While he might have been naïve and simplistic about many things, his intellect, by another mysterious grace, was profound and mature far beyond his years. His love of Truth led him to a love of God, to a love of neighbor, to Thomas Aquinas College – and to untold lonely hours spent in front of Planned Parenthood. And to the walk that resulted in his being taken from us.

Once Andrew understood the truth, he saw no way he could escape spending hours praying on the sidewalk. Nor – and this is critically important – helping out at all the crisis pregnancy support groups in the area.

He is well known and well loved by the people at Concord Birth Right and at the Gabriel Project, as he always showed up to help whenever they needed him. He knew that success was not defined by simply talking a women out of getting an abortion. Success meant that he – and all of us – stepped up to help, to love that woman and her baby unconditionally and materially for the rest of their lives.

But on a much deeper level, he understood that embracing the truth meant, ultimately, embracing the Cross. There is a heavy price to pay for loving people. We will fail, and we will be ridiculed, and we will be spat upon by those we try to help. But that is nothing compared to the suffering when we succeed, when we will the good of the other for the sake of the other. The pain we then feel, if we are so blessed, is the slow death of ourselves.

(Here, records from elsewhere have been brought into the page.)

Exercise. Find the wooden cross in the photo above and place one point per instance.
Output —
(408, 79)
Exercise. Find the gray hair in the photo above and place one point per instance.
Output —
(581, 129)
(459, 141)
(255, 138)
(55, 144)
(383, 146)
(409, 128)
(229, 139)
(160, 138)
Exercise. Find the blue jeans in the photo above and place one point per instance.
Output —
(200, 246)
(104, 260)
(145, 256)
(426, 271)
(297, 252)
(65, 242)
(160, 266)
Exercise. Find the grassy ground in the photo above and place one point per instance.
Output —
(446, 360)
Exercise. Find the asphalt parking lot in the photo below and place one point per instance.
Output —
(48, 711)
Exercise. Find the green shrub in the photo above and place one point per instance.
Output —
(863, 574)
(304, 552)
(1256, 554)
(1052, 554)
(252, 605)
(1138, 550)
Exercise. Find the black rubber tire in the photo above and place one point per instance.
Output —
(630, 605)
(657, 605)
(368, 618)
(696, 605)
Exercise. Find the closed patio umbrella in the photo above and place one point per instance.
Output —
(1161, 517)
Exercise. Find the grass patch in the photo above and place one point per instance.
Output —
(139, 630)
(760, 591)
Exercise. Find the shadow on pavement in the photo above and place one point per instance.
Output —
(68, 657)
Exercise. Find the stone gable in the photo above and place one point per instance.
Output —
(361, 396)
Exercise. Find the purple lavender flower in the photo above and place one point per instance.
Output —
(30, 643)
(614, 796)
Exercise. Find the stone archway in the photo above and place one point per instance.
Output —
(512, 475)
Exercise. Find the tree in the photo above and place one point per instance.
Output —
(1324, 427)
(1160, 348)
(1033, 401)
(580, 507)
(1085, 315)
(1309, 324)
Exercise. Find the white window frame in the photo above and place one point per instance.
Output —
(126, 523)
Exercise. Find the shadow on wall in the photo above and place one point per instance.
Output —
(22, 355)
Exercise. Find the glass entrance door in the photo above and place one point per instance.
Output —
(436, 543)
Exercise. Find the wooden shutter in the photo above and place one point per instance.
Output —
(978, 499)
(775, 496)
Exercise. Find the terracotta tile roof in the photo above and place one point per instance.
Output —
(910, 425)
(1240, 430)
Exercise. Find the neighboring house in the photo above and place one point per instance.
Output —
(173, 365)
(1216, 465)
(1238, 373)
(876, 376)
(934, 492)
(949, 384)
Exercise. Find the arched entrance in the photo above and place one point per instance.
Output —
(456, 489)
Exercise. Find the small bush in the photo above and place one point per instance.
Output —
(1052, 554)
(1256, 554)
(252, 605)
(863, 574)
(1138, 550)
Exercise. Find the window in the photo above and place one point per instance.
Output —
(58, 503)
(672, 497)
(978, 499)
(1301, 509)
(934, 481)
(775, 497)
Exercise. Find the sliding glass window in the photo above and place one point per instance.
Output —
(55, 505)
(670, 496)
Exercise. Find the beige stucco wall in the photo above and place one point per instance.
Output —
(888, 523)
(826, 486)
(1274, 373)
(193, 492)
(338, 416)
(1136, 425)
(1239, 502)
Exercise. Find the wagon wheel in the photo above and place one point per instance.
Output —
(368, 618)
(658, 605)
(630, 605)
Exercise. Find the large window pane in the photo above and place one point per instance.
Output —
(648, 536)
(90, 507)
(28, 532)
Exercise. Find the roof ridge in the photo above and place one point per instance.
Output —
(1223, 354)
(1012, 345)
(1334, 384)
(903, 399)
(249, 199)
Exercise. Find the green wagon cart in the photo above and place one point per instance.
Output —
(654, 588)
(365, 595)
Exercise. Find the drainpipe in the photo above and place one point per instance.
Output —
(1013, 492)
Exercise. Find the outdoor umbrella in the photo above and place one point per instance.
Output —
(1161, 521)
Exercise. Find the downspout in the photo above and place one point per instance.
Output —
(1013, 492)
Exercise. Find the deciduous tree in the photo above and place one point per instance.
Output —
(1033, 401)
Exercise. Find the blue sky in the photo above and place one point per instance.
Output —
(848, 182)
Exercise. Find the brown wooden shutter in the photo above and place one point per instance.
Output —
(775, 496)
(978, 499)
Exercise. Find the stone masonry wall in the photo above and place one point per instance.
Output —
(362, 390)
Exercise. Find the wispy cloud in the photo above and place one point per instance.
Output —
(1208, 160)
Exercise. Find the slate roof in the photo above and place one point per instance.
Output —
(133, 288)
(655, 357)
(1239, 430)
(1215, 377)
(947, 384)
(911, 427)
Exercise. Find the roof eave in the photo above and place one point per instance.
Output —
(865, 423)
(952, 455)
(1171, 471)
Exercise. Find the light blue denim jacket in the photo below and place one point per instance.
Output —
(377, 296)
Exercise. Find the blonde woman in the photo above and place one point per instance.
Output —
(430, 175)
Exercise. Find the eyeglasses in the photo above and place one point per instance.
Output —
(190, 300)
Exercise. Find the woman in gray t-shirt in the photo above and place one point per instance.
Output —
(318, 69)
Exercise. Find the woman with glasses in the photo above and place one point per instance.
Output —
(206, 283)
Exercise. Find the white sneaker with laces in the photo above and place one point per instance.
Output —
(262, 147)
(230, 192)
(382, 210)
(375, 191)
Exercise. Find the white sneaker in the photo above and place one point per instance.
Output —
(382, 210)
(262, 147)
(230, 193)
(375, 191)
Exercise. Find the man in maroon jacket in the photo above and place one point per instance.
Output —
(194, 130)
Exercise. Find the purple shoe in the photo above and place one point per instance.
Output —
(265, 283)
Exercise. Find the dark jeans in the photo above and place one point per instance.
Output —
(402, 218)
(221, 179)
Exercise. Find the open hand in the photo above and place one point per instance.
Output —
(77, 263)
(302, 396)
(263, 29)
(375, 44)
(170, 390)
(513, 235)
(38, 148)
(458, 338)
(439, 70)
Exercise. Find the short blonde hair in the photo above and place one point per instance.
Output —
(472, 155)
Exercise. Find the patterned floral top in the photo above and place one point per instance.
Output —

Some people have called Andrew a martyr. I can understand why, but it makes me very uncomfortable. In the popular imagination, a martyr gets dragged in front of a firing squad or thrown to the lions. Since Andrew’s death was nothing so dramatic, calling him a martyr risks making his sacrifice merely hyperbolic and therefore easily dismissed. At the same time, martyrdom is the correct and traditional way to describe the process of dying to one’s self for the sake of God through the selfless love of others. Understood in that way, Andrew’s life was a martyrdom, and I cannot feel he was cheated in any way by how short it was. For the rest of us, his death remains a tragedy and a mystery.

May God have mercy on his soul, and console the inconsolable.